Over the past three months, little noticed by a world obsessed by a possible war with Iraq, France has been drawn deeper and deeper into an actual war; splitting one of Africa’s richest countries three ways, and displacing more than a million people so far.
Last week, the latest contingent of 450 French troops arrived in Abidjan, to protect 25 000 French citizens and 220 French businesses; and taking the official total to 3 000.
Western diplomats say the true number may be far higher. If France is to stop Ivory Coast going the way of neighbouring Liberia and Sierra Leone, it will probably need to be.
Since September the country has been split into north and south, with only a thin line of French troops preventing the well-organised Patriotic Movement of Ivory Coast (MPCI) sweeping south to Abidjan.
Now, two more recent rebellions in the west are evoking bitter memories of neighbouring wars, with refugees reporting redundant rebels pouring over from Liberia and Sierra Leone. They tell of ethnically-targetted killing, and routine murder and rape.

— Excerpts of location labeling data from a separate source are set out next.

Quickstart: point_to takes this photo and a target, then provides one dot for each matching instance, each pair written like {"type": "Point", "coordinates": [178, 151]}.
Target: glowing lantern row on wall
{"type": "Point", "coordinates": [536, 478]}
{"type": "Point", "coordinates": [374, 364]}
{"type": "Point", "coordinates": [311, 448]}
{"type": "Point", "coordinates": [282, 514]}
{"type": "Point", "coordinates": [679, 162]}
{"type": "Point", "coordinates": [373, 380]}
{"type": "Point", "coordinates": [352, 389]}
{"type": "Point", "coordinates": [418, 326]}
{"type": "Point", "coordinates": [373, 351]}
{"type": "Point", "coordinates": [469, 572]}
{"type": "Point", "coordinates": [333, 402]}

In Abidjan itself, the UN last week reported 300 ethnic and political murders carried out by death squads ”close to the government and the presidential guard”.
On Thursday, President Laurent Gbagbo, who came to power in a violent election from which many northerners were excluded, revoked a French-brokered agreement to share power with the MPCI. The rebels have promised to wait for a week, reserving their right to resume the attack.
”Abidjan and the west are now the serious threats to peace; we’re at a crucial moment,” said Col Maurin. ”If the crisis continues, with fighting likely to spread across borders, we could see a conflagration across the region.”
A pointer towards that possibility is that Col Maurin is not even sure who his legionnaires have been killing.
”More and more fighters are appearing in uniform, but we don’t know who’s providing them,” he says.
”The people of Ivory Coast want peace, and I believe the MPCI want peace; but here in the west the rebels don’t want anything except to be able to rape and pillage.”
The Brussels-based thinktank the International Crisis Group has reported that thousands of youths have been recruited in Liberia to cross into western Ivory Coast.
France would be unlikely to confirm this: to do so would be to acknowledge the need for a huge increase in troops.
”There could be political reasons to avoid making that connection,” said Col Maurin. If so, the atrocities reported by the 300 000 people fleeing eastwards through the legionnaires’ lines will continue unchecked.
Benedicte Guei, a smartly-dressed 26-year-old mother of two, is one such fugitive. She says she was raped by ten rebels in turn, mostly Liberian, when they overran her village, just four miles from the foreign legion’s camp.
The rebels decapitated her younger sister and chopped her uncle into small pieces, she says. Her grandfather was abandoned there, being too feeble to flee.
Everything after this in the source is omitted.